According to the technical scheme provided by the embodiment, at least two loss functions are adopted to calculate the loss value of each iteration, and the parameter updating in the training model of each iteration is influenced according to the at least two loss values obtained through calculation; until the training convergence condition is determined to be reached according to at least two loss values, the training model can be used as an application model for content identification after finishing training; the application model is adopted to identify the content, the content identification accuracy is high, and particularly, the content with higher similarity, such as the phonetic near characters and the homophones, has better distinguishing force.
When the processor executes the program in the memory, the processor may implement other functions in addition to the above functions, which may be specifically referred to the description of the foregoing embodiments.
Accordingly, embodiments of the present application also provide a computer-readable storage medium storing a computer program, where the computer program can implement the steps or functions of the content identification method provided in the foregoing embodiments when executed by a computer.
An embodiment of the present application further provides a schematic structural diagram of a server device.
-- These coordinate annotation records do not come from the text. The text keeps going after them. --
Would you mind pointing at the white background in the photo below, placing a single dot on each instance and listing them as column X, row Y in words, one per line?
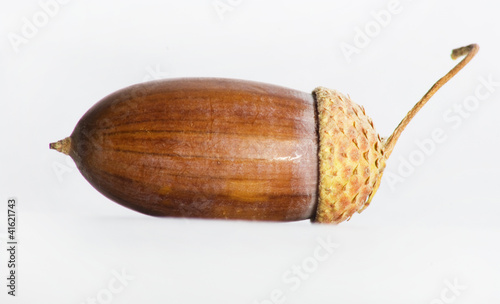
column 434, row 226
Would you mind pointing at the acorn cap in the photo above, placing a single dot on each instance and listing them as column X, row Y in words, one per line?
column 351, row 157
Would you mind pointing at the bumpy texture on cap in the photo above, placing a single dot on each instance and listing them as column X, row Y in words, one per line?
column 351, row 157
The structure of the server device provided in this embodiment is similar to that of the electronic device embodiment described above, and is shown in fig. 14. The server side device includes: a memory and a processor. Wherein the memory may be configured to store other various data to support operations on the server device. Examples of such data include instructions for any application or method operating on the server device. The memory may be implemented by any type or combination of volatile or non-volatile memory devices, such as Static Random Access Memory (SRAM), electrically erasable programmable read-only memory (EEPROM), erasable programmable read-only memory (EPROM), programmable read-only memory (PROM), read-only memory (ROM), magnetic memory, flash memory, magnetic or optical disks.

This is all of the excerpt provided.